Vasquez Elfenbeinküste
Vasquez Elfenbeinküste
Vasquez Elfenbeinküste

„Jede Schule ist einmalig“

Bildung schafft Zukunft – Dass dies Realität werden kann, dazu braucht es vor allem Schulen. Auf der ganzen Welt ist der Zugang zu Schulen vielerorts noch nicht gewährleistet. Vor allem die afrikanischen Länder südlich der Sahara sind betroffen, wo etwa jedes dritte Kind nicht zur Schule geht. Hier engagiert sich „Schulen für Afrika“ u.a. mit dem Bau von Schulen. Diese Schulen haben den Anspruch, die Schüler durch ein kindgerechtes Lernumfeld auch dort zu halten. Denn in vielen bestehenden Schulen leiden die Kinder unter Hitze, ungenügenden Hygiene-Bedingungen oder zu wenig Freiraum – Es sind Schulen, die ohne ausreichendes Konzept entstanden sind. An der optimalen Schule arbeitet die UNICEF-Initiative “Child Friendly Schools” (CFS). Der chilenische Architekt Carlos Vasquez ist einer von vielen CFS-Mitarbeitern. Täglich tüftelt er an kind-und ortsgerechten Lösungen für den perfekten Ort zum Lernen: Dazu gehören alternative Baustoffe, Erfahrungen mit den Menschen vor Ort und der Wunsch, Kindern das Lernen nicht nur zu ermöglichen, sondern auch leichter zu machen. Carlos Vasquez erzählt:

_Archimag [am]: Wie sind Sie zu UNICEF und den „Child Friendly Schools“ gekommen?
_Carlos Vasquez [cv]: Seit über drei Jahrzehnten ziehen sich Architekten immer mehr aus der sozialen Verantwortung ihres Berufes und ihrer Rolle in der Gesellschaft zurück. Als ich 1988 zu studieren begann, hat mich gerade die soziale Dimension von Architektur interessiert. Die ersten 15 Jahre habe ich mich Projekten wie Gesundheitscentern für alleinstehende HIV-infizierte Mütter, Schulen, Obdachlosen-Heimen und sozialem Wohnungsbau gewidmet -viele der Projekte waren in der Bronx oder in Brooklyn. Meine Leidenschaft für Geschichte, Photographie und Reisen führte dazu, dass ich auch Projekte realisierte, die nicht Architektur per se waren. 1994 fuhr ich nach Ruanda, um den Genozid zu dokumentieren. 2001 war ich drei Monate in Nordafrika, um dort nach Verbindungen zwischen Nordafrika, Südspanien und Lateinamerika zu suchen – Architektur war eine! Ich bin zu UNICEF gegangen, weil ich hier meine Erfahrungen in eine bessere Lebensqualität von Kindern investieren kann. CF-Schulen zu bauen, ermöglicht politische Einflussnahme und verbessert das Bildungsumfeld für Kinder, die keinen oder wenig Zugang zu Bildung haben. Bei UNICEF arbeite ich an innovativen und kreativen Wegen, um ein möglichst effektives Design für gesündere und sicherere Lernumfelder zu entwickeln.

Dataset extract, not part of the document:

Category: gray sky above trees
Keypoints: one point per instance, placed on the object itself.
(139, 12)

Kinderfreundliche Schulen für Unicef
Kinderfreundliche Schulen für Unicef

_am: Was ist die grundlegende Idee hinter CFS?
_cv: Die Antwort ist sehr einfach: CF-Schulen setzen das Kind in den Fokus jeder Entscheidungsfindung. Darüber hinaus ist CFS ein Ansatz, der auf Grundrechten basiert: Jedes Kind hat ein Recht auf Bildung! Heute haben über 100 Millionen Kinder keinen Zugang zu Schulen. Viele Kinder haben noch nie eine Schule gesehen, und viele werden nie eine sehen. Indem man die Bedürfnisse von Kindern ins Zentrum von politischen Entscheidungen oder von Entscheidungen über die Schularchitektur stellt, kann man das Leben der Benachteiligten grundlegend verändern. Die Staaten müssten nur einen Bruchteil ihrer finanziellen Ressourcen für Bildungsprogramme aufwenden, um ein anderes Lernumfeld zu bieten: alters-und geschlechtergerechte Sanitäranlagen, bewegliche Möbel, ausreichende Beleuchtung, Ventilation und so weiter. CF-Schulen sind ein Ort zum Lernen und nicht ein Platz, wo Erwachsene ihren Job machen.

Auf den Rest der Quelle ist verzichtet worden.